Commentary

'Marching To Our Doom' And Other History Lessons

When Ted Turner was presented with a lucrative plan to move the Atlanta Hawks to the Atlanta suburbs 12 years ago, he famously elected to keep the new arena downtown against the strong advice of his financial advisors, because he believed it was the right thing to do to keep the downtown area healthy and vibrant despite the worse economics for the team. One of the team executives turned to me after that decision and said, "David, we're marching to our doom."

History has proven Ted right ... and history has a funny way of repeating itself. I can't help thinking now that -- unless online publishers stand up and start to do the right thing for the long term instead of taking the easy cash now -- we are, indeed, marching to our doom. And this time, no one will be proven wrong.

Much has been made about the disproportionate share of online advertising inventory from major online publishers that is finding its way to remnant ad networks. This inventory is sold on the cheap to direct response advertisers who blanket premium sites with dancing girls and strobe lights in an annoying PPC attempt to make a user click. The truth is, in an attempt to secure some value for their bulk unsold inventory, large sites are slowly destroying their own value propositions.

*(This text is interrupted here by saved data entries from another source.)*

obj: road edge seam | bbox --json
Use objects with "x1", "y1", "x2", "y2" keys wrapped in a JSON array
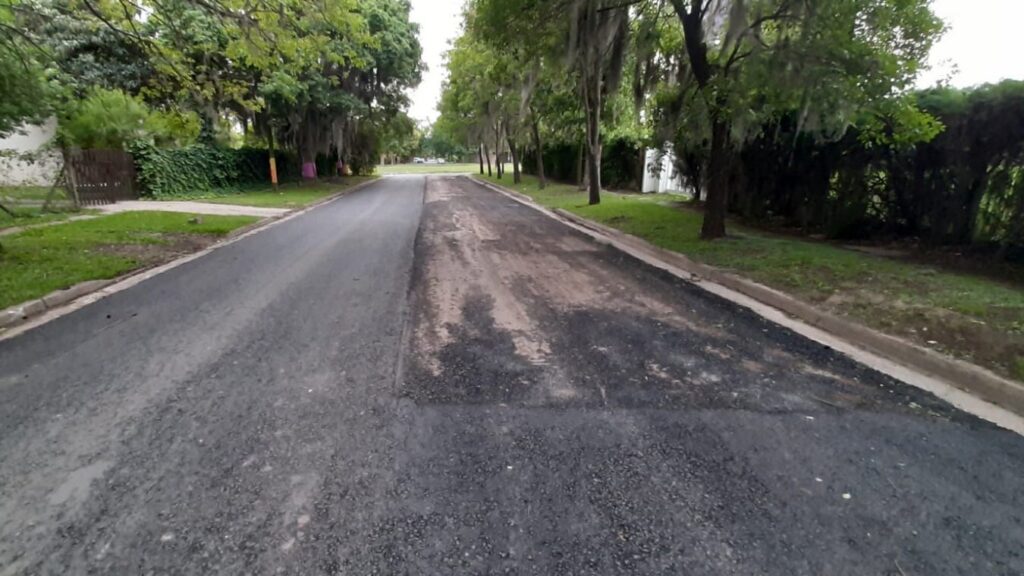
[
  {"x1": 469, "y1": 175, "x2": 1024, "y2": 431},
  {"x1": 0, "y1": 177, "x2": 382, "y2": 340}
]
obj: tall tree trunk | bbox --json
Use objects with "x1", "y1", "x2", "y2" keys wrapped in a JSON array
[
  {"x1": 637, "y1": 148, "x2": 646, "y2": 192},
  {"x1": 269, "y1": 125, "x2": 279, "y2": 189},
  {"x1": 577, "y1": 139, "x2": 586, "y2": 190},
  {"x1": 493, "y1": 121, "x2": 500, "y2": 179},
  {"x1": 508, "y1": 135, "x2": 521, "y2": 184},
  {"x1": 531, "y1": 115, "x2": 546, "y2": 189},
  {"x1": 587, "y1": 144, "x2": 601, "y2": 204},
  {"x1": 478, "y1": 143, "x2": 485, "y2": 175},
  {"x1": 580, "y1": 61, "x2": 603, "y2": 205},
  {"x1": 300, "y1": 121, "x2": 318, "y2": 182},
  {"x1": 701, "y1": 117, "x2": 730, "y2": 240},
  {"x1": 584, "y1": 85, "x2": 602, "y2": 205},
  {"x1": 499, "y1": 137, "x2": 505, "y2": 178},
  {"x1": 674, "y1": 0, "x2": 730, "y2": 239},
  {"x1": 484, "y1": 143, "x2": 493, "y2": 177}
]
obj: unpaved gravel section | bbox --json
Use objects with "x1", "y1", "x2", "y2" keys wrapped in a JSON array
[{"x1": 399, "y1": 176, "x2": 1024, "y2": 575}]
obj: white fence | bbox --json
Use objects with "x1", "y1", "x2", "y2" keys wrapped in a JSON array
[{"x1": 642, "y1": 147, "x2": 692, "y2": 196}]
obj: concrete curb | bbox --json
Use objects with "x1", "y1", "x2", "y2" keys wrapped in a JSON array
[
  {"x1": 0, "y1": 177, "x2": 381, "y2": 335},
  {"x1": 470, "y1": 176, "x2": 1024, "y2": 419},
  {"x1": 0, "y1": 279, "x2": 118, "y2": 330}
]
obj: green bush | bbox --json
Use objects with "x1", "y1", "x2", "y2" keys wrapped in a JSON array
[
  {"x1": 148, "y1": 109, "x2": 202, "y2": 148},
  {"x1": 61, "y1": 88, "x2": 150, "y2": 149},
  {"x1": 61, "y1": 88, "x2": 201, "y2": 150}
]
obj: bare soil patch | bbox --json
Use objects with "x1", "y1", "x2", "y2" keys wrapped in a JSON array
[{"x1": 92, "y1": 233, "x2": 220, "y2": 266}]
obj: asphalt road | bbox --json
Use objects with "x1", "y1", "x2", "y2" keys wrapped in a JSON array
[{"x1": 1, "y1": 175, "x2": 1022, "y2": 575}]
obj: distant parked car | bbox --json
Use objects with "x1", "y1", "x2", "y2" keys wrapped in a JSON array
[
  {"x1": 413, "y1": 157, "x2": 425, "y2": 164},
  {"x1": 437, "y1": 158, "x2": 447, "y2": 164}
]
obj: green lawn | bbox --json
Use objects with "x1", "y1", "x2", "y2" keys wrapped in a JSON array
[
  {"x1": 0, "y1": 185, "x2": 86, "y2": 230},
  {"x1": 376, "y1": 163, "x2": 479, "y2": 175},
  {"x1": 0, "y1": 185, "x2": 55, "y2": 202},
  {"x1": 0, "y1": 211, "x2": 257, "y2": 310},
  {"x1": 0, "y1": 205, "x2": 96, "y2": 231},
  {"x1": 481, "y1": 174, "x2": 1024, "y2": 381},
  {"x1": 191, "y1": 177, "x2": 377, "y2": 209}
]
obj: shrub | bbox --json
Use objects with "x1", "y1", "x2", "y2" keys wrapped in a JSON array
[
  {"x1": 60, "y1": 88, "x2": 150, "y2": 149},
  {"x1": 60, "y1": 88, "x2": 201, "y2": 150},
  {"x1": 148, "y1": 109, "x2": 202, "y2": 148}
]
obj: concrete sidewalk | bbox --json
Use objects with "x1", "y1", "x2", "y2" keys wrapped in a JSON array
[{"x1": 97, "y1": 200, "x2": 288, "y2": 218}]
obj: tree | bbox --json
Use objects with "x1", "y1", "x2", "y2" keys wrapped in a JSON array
[
  {"x1": 379, "y1": 112, "x2": 419, "y2": 163},
  {"x1": 666, "y1": 0, "x2": 943, "y2": 239},
  {"x1": 468, "y1": 0, "x2": 632, "y2": 202},
  {"x1": 256, "y1": 0, "x2": 422, "y2": 178},
  {"x1": 566, "y1": 0, "x2": 630, "y2": 203},
  {"x1": 0, "y1": 0, "x2": 51, "y2": 137},
  {"x1": 437, "y1": 30, "x2": 504, "y2": 178},
  {"x1": 12, "y1": 0, "x2": 422, "y2": 177}
]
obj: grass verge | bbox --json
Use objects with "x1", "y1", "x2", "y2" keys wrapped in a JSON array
[
  {"x1": 376, "y1": 163, "x2": 478, "y2": 175},
  {"x1": 0, "y1": 205, "x2": 94, "y2": 231},
  {"x1": 481, "y1": 173, "x2": 1024, "y2": 382},
  {"x1": 0, "y1": 211, "x2": 257, "y2": 310},
  {"x1": 189, "y1": 177, "x2": 377, "y2": 209},
  {"x1": 1, "y1": 186, "x2": 90, "y2": 231},
  {"x1": 0, "y1": 185, "x2": 53, "y2": 202}
]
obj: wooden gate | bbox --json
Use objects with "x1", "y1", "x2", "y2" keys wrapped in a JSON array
[{"x1": 65, "y1": 149, "x2": 138, "y2": 205}]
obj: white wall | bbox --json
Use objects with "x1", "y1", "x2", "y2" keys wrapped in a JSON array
[{"x1": 0, "y1": 119, "x2": 61, "y2": 186}]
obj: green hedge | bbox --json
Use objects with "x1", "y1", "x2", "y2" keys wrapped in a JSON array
[
  {"x1": 521, "y1": 137, "x2": 643, "y2": 190},
  {"x1": 130, "y1": 143, "x2": 309, "y2": 198}
]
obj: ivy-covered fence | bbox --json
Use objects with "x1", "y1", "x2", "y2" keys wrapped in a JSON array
[{"x1": 128, "y1": 143, "x2": 307, "y2": 198}]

One of the clear causes of this paradigm is the fact that there is too much inventory. Sites are growing page views and users at a fanatical rate, but not taking the time to cull the number of ads or reduce the clutter. Increasing page views should be banned as a rewarded practice in favor of increasing yield on users and pages. The focus on page views as a key performance metric for an ad driven business is misplaced and more emphasis needs to happen on the supply side of the equation. Premium publishers need only look in the mirror to see who created the environment that has attracted the parasites eating away at their valuable offerings.

So, what to do? History has many examples of industries actively managing their supply and demand. Until the late nineteenth century, only a few pounds of diamonds were being harvested in the remote areas of India and Brazil. Diamond prices were astronomical due to the rare nature of this gem. When huge diamond troves were discovered in South Africa in 1870, prices dropped dramatically, and the separate groups that financed the mines had to align their interests to ensure that production was minimized to keep prices up. A more contemporary example lies in the management of airline ticket inventory. Fuel prices are crippling the airlines, and in order to protect their margins, airlines are canceling even sold flights to reduce supply.

As an industry, online publishers should be monitoring the growth of ad spend against total ad impression growth. If impression growth exceeds revenue growth, everyone will be facing downward pricing pressure. For those of us that are not in the "Big 4," we need to be working together to create strategies to keep our valuable audiences ... valuable. In short, we need to create diamonds; not more commodities.